Australian law enforcement agencies are investigating more than 24 Customs and Border Protection officials for corruption or misconduct - suspected offences include drug trafficking and leaking sensitive information.
The revelations put pressure on the federal government as it confronts calls from the opposition for an independent inquiry into customs and the failure to stop drugs and weapons being imported into Australia.
An Age investigation into the scale of corruption in border security agencies can reveal:
■Taskforce Polaris - a joint state and federal inquiry into maritime organised crime in New South Wales - is investigating more than 20 allegations involving corrupt government officials, such as customs employees and licensed customs brokers.
■The corruption watchdog has received more than 50 files on suspected corruption involving customs officials since early last year.
■Customs has suspended or sacked 15 of its officers since 2010 over misconduct or corruption allegations, including an official with close ties to a Sydney-based Middle Eastern crime family and an official caught by NSW police snorting cocaine off the boot of a car.
Some senior officials are now privately discussing the need for a royal commission into organised crime in the maritime and aviation sector.
Home Affairs Minister Jason Clare yesterday conceded more needed to be done and flagged anti-corruption reforms.
The officials under investigation for aiding drug or tobacco traffickers are suspected of tipping off syndicates when their container is to be examined, suggesting methods to avoid detection and leaking top-secret information.
The revelations follow concerns by government and police about the ability of the watchdog, the Australian Commission for Law Enforcement Integrity, to combat the problems with its small budget, handful of investigators and limited jurisdiction.
''ACLEI is unable to do what is needed,'' a well-placed policing source said.
ACLEI has no power to scrutinise agencies, including the Australian Quarantine and Inspection Service (AQIS), suspected by police of harbouring corrupt officials.
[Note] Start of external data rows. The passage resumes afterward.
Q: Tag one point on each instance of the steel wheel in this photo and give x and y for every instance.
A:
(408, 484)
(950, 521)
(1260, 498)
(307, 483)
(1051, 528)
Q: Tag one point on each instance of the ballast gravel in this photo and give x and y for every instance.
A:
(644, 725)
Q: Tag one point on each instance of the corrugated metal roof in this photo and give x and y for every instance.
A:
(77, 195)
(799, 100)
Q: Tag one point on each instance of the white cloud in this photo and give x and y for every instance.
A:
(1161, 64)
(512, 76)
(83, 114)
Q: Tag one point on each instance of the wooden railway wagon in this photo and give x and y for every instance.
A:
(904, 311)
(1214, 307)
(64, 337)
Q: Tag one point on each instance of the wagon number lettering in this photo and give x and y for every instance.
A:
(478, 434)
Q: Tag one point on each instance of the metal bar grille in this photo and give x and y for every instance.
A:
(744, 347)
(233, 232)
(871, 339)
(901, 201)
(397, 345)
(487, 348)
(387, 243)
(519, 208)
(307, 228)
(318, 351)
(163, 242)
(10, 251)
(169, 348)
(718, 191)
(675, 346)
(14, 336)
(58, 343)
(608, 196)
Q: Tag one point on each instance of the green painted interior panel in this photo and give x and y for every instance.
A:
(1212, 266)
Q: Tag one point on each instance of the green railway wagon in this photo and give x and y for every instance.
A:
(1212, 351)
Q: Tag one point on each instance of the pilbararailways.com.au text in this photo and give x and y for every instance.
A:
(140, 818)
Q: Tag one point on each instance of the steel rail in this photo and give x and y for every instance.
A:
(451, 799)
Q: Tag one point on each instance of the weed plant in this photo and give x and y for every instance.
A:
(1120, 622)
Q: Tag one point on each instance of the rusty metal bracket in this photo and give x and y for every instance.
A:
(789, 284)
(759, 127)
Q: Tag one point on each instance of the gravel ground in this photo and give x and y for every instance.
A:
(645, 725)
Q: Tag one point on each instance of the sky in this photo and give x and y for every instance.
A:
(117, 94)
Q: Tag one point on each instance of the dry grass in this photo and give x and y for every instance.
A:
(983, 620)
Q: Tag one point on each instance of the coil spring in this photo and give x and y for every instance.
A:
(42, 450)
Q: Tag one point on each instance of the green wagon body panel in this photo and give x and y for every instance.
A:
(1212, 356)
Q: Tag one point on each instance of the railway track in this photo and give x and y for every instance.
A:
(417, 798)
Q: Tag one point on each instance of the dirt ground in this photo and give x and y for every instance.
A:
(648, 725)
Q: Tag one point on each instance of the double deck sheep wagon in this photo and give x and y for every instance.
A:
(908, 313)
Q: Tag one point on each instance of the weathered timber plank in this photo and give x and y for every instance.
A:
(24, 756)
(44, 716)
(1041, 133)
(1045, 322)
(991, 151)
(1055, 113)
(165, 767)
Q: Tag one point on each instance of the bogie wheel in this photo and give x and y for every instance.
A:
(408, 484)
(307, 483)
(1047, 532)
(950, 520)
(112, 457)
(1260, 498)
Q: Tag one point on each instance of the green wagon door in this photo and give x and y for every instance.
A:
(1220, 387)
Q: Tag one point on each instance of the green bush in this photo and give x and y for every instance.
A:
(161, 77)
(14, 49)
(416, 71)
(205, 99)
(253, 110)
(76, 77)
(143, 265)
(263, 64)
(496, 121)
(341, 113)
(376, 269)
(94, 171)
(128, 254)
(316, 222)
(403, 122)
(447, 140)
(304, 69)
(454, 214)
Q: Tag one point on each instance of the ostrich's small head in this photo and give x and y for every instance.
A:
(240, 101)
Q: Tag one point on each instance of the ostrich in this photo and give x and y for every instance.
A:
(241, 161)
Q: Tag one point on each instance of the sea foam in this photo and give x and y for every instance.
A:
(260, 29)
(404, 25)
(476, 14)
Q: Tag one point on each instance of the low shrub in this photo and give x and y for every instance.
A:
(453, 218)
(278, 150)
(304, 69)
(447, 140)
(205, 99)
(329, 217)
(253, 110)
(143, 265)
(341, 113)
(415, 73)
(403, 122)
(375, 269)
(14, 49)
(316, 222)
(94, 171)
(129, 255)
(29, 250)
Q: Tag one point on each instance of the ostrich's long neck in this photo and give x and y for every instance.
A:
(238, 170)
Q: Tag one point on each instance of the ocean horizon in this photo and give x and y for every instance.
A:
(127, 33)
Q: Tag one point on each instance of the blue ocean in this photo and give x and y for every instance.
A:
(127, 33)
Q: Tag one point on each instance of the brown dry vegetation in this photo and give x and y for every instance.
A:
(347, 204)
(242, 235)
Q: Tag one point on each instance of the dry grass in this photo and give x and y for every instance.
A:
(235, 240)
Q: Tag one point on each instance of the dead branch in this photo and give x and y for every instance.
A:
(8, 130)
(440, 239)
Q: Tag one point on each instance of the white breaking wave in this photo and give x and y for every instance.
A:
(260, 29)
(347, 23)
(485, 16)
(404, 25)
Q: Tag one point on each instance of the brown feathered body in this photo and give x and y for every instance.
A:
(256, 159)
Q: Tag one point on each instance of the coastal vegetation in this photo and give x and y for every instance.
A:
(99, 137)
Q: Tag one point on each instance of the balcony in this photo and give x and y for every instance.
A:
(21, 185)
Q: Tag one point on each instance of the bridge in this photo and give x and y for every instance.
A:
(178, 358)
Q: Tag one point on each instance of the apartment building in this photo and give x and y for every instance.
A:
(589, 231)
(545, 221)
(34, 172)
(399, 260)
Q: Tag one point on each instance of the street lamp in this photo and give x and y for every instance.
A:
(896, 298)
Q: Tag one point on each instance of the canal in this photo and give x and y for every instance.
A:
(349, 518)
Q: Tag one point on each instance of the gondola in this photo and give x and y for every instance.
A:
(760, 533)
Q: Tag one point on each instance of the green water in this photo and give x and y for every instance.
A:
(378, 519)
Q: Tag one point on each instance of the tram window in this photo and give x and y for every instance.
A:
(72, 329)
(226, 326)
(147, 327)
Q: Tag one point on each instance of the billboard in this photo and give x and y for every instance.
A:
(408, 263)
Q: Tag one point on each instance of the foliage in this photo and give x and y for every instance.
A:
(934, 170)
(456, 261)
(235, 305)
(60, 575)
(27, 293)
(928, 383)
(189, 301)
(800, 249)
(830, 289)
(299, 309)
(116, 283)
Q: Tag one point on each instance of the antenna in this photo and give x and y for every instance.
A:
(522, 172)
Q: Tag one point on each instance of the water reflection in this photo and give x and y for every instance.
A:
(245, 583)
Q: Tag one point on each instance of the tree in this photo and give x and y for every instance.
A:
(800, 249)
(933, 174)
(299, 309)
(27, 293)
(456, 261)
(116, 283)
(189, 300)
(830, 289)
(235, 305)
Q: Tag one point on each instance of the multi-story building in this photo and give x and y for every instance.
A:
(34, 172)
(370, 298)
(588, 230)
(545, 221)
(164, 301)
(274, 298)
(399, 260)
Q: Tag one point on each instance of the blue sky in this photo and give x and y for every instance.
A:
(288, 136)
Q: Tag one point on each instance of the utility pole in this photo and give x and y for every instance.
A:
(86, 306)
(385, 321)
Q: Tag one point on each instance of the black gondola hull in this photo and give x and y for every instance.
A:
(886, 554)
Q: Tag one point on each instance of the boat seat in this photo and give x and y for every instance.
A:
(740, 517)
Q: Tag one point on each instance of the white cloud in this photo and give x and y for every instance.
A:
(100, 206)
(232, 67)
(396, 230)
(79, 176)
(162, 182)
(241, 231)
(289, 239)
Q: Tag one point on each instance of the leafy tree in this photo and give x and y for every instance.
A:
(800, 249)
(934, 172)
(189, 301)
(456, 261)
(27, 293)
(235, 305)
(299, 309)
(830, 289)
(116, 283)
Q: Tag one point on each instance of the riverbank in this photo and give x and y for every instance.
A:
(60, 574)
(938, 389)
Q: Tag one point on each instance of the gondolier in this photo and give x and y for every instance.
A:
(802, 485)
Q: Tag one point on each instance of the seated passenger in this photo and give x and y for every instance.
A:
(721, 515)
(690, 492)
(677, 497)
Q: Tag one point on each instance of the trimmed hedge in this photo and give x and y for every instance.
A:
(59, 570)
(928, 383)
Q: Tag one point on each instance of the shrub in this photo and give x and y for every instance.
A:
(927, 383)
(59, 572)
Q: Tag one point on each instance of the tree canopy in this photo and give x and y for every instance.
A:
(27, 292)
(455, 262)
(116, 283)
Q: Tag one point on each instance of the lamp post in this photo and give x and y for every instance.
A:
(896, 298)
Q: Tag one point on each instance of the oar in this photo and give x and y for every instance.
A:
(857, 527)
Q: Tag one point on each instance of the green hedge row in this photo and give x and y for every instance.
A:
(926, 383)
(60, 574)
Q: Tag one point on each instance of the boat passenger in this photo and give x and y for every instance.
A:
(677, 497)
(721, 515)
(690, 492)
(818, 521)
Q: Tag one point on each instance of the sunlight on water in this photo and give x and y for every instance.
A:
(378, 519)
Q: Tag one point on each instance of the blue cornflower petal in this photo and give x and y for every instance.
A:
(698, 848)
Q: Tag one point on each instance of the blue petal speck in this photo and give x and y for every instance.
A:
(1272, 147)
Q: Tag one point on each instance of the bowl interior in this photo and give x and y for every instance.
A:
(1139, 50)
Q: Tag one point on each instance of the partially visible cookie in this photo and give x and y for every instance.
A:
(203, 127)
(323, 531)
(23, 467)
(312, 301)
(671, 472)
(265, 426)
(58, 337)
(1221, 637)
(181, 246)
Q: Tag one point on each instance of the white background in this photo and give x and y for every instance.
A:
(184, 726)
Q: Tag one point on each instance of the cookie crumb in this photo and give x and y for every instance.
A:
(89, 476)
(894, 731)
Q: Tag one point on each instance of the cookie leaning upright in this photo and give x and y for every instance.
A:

This year, the Gillard government rejected a recommendation by a joint federal parliamentary committee to give ACLEI oversight of AQIS.
Mr Clare told The Age he had ordered a review of ACLEI's oversight of customs and had written to the heads of the Australian Crime Commission, Australian Federal Police and Customs Service seeking their advice on how to make their organisation more corruption resistant. Opposition customs spokesman Michael Keenan said the government's budget cuts- which have claimed 340 customs staff and nearly $60 million from the agency since 2010 - were inflaming the problem. "There are so many opportunities for criminals to probe into weaknesses in the customs system," he said.
In a statement to The Age, ACLEI said the 55 referrals it had received since January last year about customs involved ''an allegation or information that raises a corruption issue''.
Among the tainted officials is a customs investigation officer who resigned last year after being suspended over his suspected association with a Lebanese crime family in Sydney.
The links between the family and the official were scrutinised after a joint-agency probe codenamed Tempest - which was inquiring into illegal tobacco imports in late 2010- found dozens of leaked customs files at a house of a member of the family.
The family has relatives or close associates working as federal government-licensed customs agents, for freight companies and in licensed wharf storage facilities.
Late last year, a joint agency probe code-named Tuskers charged two contraband traffickers with attempting to bribe a customs official. The same contraband traffickers are suspected of having ties with two other border security officials.
Customs said it had brought in reforms to combat corruption, including increased background checking and training.
It said it had suspended 15 staff for various offences including ''possession of narcotics, lack of integrity, misuse of commonwealth resources'' and associations that raised security concerns.